Mme la présidente. La parole est à M. Jean-Jacques Michau, pour le groupe Socialiste, Écologiste et Républicain.
M. Jean-Jacques Michau. Madame la présidente, madame la ministre, mes chers collègues, nous examinons les conclusions de la commission mixte paritaire sur la proposition de loi contre toutes les fraudes aux aides publiques, qui s’est réunie le 6 mai dernier.
Ce texte, initialement composé de quatre articles, en comporte désormais trente-sept. Une telle manière de légiférer, par propositions de loi « gonflées » lors de leur examen en commission et en séance publique, n’est guère satisfaisante.
Sans étude d’impact ni avis du Conseil d’État, nous ne disposons pas d’une pleine capacité d’expertise. Celle-ci nous fait particulièrement défaut au moment d’examiner des amendements du Gouvernement.
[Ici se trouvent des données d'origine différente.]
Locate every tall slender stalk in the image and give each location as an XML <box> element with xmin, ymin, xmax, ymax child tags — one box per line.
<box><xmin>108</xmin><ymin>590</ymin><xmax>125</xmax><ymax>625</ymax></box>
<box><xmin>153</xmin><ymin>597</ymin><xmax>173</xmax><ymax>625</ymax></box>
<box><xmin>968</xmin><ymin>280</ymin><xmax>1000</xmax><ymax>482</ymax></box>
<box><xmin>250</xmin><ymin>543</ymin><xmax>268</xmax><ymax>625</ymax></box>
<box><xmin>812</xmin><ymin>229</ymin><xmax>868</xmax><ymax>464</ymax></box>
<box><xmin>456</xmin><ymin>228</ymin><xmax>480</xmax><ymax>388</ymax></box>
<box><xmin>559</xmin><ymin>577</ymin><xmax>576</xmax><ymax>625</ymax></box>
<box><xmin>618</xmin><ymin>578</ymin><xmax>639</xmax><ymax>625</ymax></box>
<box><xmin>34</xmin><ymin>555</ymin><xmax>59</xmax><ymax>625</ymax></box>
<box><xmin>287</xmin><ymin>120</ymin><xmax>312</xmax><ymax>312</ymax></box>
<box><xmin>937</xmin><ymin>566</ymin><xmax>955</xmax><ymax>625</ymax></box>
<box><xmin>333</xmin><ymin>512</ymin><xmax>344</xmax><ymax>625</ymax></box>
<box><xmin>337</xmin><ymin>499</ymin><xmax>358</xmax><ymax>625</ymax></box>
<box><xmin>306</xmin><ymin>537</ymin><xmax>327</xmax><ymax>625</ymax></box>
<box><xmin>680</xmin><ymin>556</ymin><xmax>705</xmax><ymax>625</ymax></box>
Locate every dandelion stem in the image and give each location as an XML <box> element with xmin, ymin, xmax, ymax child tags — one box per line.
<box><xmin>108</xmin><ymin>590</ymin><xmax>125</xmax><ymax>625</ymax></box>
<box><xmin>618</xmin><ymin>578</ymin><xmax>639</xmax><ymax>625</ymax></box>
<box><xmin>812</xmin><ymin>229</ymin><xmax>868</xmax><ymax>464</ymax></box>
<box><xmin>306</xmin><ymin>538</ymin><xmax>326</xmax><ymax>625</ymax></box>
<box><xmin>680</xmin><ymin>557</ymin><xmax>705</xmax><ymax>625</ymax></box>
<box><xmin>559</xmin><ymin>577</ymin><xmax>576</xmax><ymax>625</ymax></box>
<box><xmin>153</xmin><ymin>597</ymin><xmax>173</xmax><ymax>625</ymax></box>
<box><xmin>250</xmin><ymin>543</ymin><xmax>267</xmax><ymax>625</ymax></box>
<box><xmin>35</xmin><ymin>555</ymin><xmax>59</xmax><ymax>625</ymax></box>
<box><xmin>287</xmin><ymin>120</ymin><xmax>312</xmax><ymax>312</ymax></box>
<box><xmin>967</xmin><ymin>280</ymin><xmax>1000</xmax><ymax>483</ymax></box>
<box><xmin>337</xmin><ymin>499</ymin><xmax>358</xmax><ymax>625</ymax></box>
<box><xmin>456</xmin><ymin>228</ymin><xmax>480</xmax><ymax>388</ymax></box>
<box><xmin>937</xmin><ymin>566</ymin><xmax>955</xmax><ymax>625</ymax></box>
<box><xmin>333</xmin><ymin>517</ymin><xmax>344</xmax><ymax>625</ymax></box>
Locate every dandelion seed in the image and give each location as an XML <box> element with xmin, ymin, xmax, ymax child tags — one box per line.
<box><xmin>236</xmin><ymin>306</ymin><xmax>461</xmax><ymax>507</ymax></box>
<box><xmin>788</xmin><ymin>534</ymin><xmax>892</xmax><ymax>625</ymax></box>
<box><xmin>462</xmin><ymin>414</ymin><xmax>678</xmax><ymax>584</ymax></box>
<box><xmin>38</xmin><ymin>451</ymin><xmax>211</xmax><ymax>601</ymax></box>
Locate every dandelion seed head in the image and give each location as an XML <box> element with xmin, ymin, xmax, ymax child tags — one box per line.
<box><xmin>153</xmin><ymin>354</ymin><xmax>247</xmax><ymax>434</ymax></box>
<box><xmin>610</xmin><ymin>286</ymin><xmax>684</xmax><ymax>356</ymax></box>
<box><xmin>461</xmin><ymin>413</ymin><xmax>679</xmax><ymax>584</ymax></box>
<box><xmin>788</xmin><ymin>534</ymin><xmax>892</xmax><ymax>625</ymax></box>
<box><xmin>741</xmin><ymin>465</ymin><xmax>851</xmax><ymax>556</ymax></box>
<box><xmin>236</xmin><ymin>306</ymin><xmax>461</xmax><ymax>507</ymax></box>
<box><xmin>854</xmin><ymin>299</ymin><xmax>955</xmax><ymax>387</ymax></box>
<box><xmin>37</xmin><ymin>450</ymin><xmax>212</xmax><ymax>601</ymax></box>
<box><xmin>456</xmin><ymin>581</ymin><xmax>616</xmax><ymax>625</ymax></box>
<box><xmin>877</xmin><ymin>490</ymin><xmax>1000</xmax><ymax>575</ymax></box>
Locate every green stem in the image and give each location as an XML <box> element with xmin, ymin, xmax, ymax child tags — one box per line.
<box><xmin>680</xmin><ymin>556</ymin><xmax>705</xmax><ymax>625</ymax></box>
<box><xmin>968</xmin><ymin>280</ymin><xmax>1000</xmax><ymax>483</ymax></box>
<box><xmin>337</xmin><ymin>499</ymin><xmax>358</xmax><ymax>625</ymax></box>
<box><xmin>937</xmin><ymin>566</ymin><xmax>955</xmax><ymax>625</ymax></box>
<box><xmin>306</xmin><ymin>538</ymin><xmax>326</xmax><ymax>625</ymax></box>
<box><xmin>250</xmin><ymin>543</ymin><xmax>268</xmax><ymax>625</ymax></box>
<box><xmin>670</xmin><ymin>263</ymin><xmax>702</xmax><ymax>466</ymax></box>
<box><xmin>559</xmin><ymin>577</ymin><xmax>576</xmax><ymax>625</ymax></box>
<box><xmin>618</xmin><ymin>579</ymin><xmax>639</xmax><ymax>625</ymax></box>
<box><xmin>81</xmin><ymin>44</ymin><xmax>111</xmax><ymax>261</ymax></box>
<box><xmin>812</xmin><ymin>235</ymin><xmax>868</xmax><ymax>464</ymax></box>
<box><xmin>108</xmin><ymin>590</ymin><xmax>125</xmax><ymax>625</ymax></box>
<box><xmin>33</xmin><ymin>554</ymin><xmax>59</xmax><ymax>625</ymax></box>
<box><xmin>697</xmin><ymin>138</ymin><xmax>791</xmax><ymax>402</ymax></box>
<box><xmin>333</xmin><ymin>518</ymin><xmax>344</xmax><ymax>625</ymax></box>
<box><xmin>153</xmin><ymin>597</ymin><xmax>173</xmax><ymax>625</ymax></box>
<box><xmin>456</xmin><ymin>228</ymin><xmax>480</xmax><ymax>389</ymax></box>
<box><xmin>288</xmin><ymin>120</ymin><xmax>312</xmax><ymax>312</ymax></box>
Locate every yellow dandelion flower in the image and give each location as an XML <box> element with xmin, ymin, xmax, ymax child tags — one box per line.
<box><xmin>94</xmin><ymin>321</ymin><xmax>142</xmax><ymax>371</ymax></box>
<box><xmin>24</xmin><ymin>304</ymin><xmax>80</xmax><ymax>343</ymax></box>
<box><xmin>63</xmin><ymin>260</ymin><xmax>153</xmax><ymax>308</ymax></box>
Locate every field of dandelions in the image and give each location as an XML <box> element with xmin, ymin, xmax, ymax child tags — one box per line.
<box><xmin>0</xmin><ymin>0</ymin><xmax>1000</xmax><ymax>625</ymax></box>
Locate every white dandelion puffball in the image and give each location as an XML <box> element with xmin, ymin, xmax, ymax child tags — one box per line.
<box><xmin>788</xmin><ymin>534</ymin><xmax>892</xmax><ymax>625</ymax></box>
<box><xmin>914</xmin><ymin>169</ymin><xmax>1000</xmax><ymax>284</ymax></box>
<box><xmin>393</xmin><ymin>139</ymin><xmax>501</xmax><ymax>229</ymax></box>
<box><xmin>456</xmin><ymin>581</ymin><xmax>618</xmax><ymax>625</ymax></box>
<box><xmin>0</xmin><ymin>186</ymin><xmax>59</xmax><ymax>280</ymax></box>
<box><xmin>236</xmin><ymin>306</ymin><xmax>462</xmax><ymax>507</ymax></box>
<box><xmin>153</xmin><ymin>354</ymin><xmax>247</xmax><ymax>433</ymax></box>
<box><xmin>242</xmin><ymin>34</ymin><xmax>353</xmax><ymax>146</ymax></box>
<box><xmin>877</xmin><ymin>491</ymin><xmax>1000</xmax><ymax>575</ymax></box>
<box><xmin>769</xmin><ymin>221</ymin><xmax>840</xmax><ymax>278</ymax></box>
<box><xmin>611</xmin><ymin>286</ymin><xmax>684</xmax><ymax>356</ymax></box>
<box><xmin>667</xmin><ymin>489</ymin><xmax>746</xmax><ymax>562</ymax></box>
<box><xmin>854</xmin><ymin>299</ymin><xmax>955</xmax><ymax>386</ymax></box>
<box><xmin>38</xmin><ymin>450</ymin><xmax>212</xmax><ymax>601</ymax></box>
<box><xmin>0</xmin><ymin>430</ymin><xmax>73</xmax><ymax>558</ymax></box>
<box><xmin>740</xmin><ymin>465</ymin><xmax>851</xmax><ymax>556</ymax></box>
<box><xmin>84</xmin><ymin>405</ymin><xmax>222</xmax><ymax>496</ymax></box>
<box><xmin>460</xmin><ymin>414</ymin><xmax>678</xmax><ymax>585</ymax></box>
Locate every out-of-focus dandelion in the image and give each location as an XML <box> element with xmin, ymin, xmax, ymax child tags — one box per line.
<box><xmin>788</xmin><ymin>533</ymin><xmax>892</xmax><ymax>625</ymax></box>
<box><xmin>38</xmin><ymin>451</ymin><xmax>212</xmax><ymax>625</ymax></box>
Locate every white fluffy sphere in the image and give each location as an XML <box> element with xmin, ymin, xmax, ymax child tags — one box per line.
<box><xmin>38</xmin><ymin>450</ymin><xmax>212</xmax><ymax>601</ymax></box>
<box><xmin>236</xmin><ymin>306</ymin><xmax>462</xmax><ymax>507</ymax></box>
Je suis bien évidemment favorable aux dispositions qui visent à lutter plus efficacement contre les fraudes aux aides publiques, mais légiférer dans l’urgence au moyen d’une proposition de loi téléguidée par le Gouvernement n’est pas la meilleure façon de procéder.
Autre regret, ce texte ne s’attaque pas à la fraude fiscale, qui coûte entre 80 milliards et 100 milliards d’euros par an, ni à la fraude aux cotisations sociales, qui représente entre 5 milliards et 7 milliards d’euros, ni à la fraude aux prestations sociales, estimée à 3 milliards d’euros.
Le groupe des sénateurs socialistes a toujours été favorable à la protection du consommateur et à la lutte contre la fraude aux aides publiques. C’est un impératif pour renforcer l’acceptation de l’impôt chez nos concitoyens.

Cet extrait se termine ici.